Indeed, states such as Somalia, Burundi, CAR, DRC, Guinea-Bissau, Chad and South Sudan — which are at the bottom of democracy indexes — are also at the bottom of governance and development indexes. Over 70% of people in South Sudan, the DRC, CAR and Burundi live below the poverty line of $1.90 a day.
Likewise, Guinea-Bissau, Congo, Somalia and Chad have a high poverty rate. In addition to their poor governance, another common feature is years of political instability. So authoritarian regimes coupled with instability, poor leadership and weak governance produce the worst outcomes for development.

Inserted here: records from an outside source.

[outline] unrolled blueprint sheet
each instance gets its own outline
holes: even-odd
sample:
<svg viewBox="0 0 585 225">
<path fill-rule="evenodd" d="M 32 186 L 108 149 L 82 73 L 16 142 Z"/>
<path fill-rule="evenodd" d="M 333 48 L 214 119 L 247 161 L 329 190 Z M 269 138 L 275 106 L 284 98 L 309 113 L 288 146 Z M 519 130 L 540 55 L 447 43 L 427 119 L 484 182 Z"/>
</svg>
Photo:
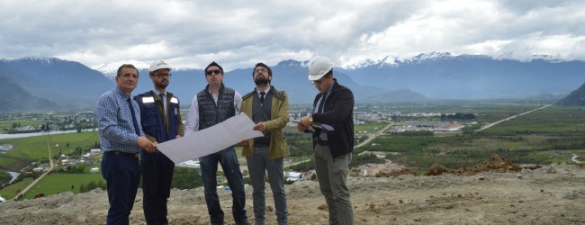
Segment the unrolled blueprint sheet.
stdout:
<svg viewBox="0 0 585 225">
<path fill-rule="evenodd" d="M 255 125 L 252 120 L 241 113 L 215 126 L 159 143 L 158 147 L 159 151 L 178 164 L 218 152 L 244 140 L 261 137 L 262 132 L 252 130 Z"/>
</svg>

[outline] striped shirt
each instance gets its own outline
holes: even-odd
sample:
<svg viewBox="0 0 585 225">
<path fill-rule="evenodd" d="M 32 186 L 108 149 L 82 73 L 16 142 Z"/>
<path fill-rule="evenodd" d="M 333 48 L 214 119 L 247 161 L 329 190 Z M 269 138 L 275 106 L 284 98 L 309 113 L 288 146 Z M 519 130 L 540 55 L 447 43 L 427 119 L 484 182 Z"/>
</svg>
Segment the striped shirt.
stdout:
<svg viewBox="0 0 585 225">
<path fill-rule="evenodd" d="M 100 145 L 104 151 L 117 150 L 128 153 L 138 153 L 140 148 L 138 146 L 136 131 L 132 124 L 132 116 L 128 105 L 128 99 L 130 99 L 134 107 L 134 113 L 137 122 L 140 121 L 140 107 L 131 97 L 127 96 L 116 88 L 102 94 L 97 101 L 97 122 L 100 130 Z M 142 125 L 139 122 L 140 136 Z"/>
</svg>

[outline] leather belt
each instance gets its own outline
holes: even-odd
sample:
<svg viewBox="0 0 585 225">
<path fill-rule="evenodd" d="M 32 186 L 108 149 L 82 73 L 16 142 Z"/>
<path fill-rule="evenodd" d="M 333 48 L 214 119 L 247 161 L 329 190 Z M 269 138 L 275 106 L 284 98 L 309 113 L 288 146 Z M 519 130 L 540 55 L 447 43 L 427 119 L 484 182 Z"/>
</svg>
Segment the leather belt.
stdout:
<svg viewBox="0 0 585 225">
<path fill-rule="evenodd" d="M 106 153 L 107 152 L 110 152 L 111 154 L 118 155 L 118 156 L 122 156 L 122 157 L 138 158 L 138 153 L 129 153 L 129 152 L 124 152 L 124 151 L 114 151 L 114 150 L 106 151 Z"/>
<path fill-rule="evenodd" d="M 328 140 L 317 140 L 317 144 L 320 145 L 320 146 L 328 146 L 328 145 L 329 145 L 329 141 Z"/>
</svg>

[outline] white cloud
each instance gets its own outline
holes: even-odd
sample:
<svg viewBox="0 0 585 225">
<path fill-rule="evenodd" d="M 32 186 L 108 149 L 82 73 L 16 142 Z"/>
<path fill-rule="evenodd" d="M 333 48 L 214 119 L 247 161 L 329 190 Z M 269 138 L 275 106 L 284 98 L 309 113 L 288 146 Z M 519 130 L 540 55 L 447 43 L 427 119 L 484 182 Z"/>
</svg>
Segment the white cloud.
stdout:
<svg viewBox="0 0 585 225">
<path fill-rule="evenodd" d="M 0 0 L 0 58 L 58 57 L 89 67 L 212 60 L 337 64 L 440 51 L 527 60 L 585 59 L 580 1 Z"/>
</svg>

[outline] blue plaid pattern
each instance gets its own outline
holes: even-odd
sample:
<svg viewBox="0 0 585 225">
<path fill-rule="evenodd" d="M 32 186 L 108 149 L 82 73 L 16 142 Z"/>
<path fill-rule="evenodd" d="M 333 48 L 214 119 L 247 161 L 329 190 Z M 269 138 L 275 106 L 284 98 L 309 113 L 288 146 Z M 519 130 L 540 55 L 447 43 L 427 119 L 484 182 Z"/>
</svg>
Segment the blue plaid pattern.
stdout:
<svg viewBox="0 0 585 225">
<path fill-rule="evenodd" d="M 132 116 L 128 105 L 128 96 L 118 86 L 102 94 L 97 101 L 97 122 L 100 130 L 100 145 L 104 151 L 117 150 L 138 153 L 140 148 L 136 142 L 137 133 L 144 136 L 142 125 L 139 123 L 138 132 L 132 124 Z M 140 107 L 130 97 L 136 112 L 136 120 L 140 121 Z"/>
</svg>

There are a few exceptions in which authoritarian regimes appear to perform better on development indexes. Countries like Libya, Equatorial Guinea and Algeria, which are highly undemocratic, have performed better on development. They are middle-income and have high human development indexes and poverty rates of less than 2%.
So irrespective of the regime type, good governance promotes development. Visionary leadership and strong institutions are Africa’s surest pathway to achieving sustainable development. This means that democratic states should focus not just on elections, but on achieving good governance. DM
Enoch Randy Aikins, Researcher, African Futures and Innovation, Institute for Security Studies (ISS) Pretoria.